Ailleurs, soit les groupes d’opposition n’étaient pas aussi organisés, soit la répression avait été plus féroce (ou les deux). Aussi, quand l’Union soviétique s’effondra, les anciens communistes –parfois revêtus des oripeaux de la démocratie sociale ou du nationalisme– ont repris les leviers de commande. Certains étaient pires que ceux qu’ils remplaçaient, d’autres étaient meilleurs. Au final, ils n’ont pas entrepris de changements radicaux, tout simplement parce que de tels changements n’étaient pas dans leur intérêt.
Les Frères musulmans, ou les clubs de foot
Au moment où les nations du printemps arabe sont en train de fêter le deuxième anniversaire de leurs révolutions, il est bon de garder ce précédent à l’esprit. Il est vrai qu’il y avait des opposants de tous types dans l’Égypte d’avant la révolution, comme le rappelait un expert dans les colonnes de Foreign Policy. Mais «pour une large part, ils ont été réprimés, sauf dans les mosquées et autour des terrains de football. Au sein de ces deux institutions, les gens étaient trop nombreux et les émotions qui les animaient trop fortes». Le résultat: Les Frères musulmans étaient le seul «parti» avec quelques capacités d’organisation en 2011. Et les clubs de football égyptiens sont les seules organisations sur lesquelles on peut compter pour organiser des manifestations de masse, comme ils l’ont d’ailleurs fait récemment.
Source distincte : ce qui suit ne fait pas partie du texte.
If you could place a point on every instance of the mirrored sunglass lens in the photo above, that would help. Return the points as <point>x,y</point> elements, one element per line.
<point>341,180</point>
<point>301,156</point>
Il n’existait aucune autre élite alternative.
Et il n’existe pas non plus d’équivalent nord-africain des économistes polonais et hongrois qui attendaient dans l’ombre avec des plans destinés à réformer l’économie de leurs pays quand l’occasion s’en présenterait.
Les Frères musulmans se sont retrouvés à la tête de l’Égypte avec aucune idée claire dans le domaine de l’économie égyptienne. En Libye, où l’économie avait été très largement organisée pour le bénéfice personnel de la famille Kadhafi, le nouveau pouvoir en place –issu de la communauté des exilés et des chefs de la révolution armée– doit analyser et tenter de comprendre l’économie du pays en partant de zéro.
En Tunisie, où tant le parti islamique Ennahda et les démocrates libéraux ont été violemment réprimés par le passé, les amis et les parents de l’ancienne famille dirigeante continuent, selon certains, de tirer les ficelles de l’économie. Un changement radical n’est donc pas dans leur intérêt.
Il n’est pas évident de tirer des conclusions politiques de ces observations. Après tout, c’était il y a trois, cinq voire, mieux encore, il y a dix ans qu’il aurait fallu que ces élites alternatives émergent.
Mais gardons quand même à l’esprit que d’authentiques élites alternatives n’auraient de toute façon pas pu être créées de l’extérieur, par des exilés ou des étrangers: si les chefs de l’opposition ne sont pas le produit d’une impulsion autochtone pour créer des institutions alternatives –partis politiques, organisations caritatives, journaux, organisations des droits de l’homme– ils n’ont pas l’assise nécessaire pour promouvoir des réformes radicales quand l’occasion s’en présente.
Dans de nombreux États arabes, l’opportunité de pouvoir enfin le faire ne s’est présentée qu’en 2011 et voilà pourquoi l’élite alternative est en cours de formation. Méfiez-vous de ceux qui vous diraient, ces prochains mois, que les révolutions arabes sont terminées. Il se pourrait bien qu’elles ne fassent que commencer.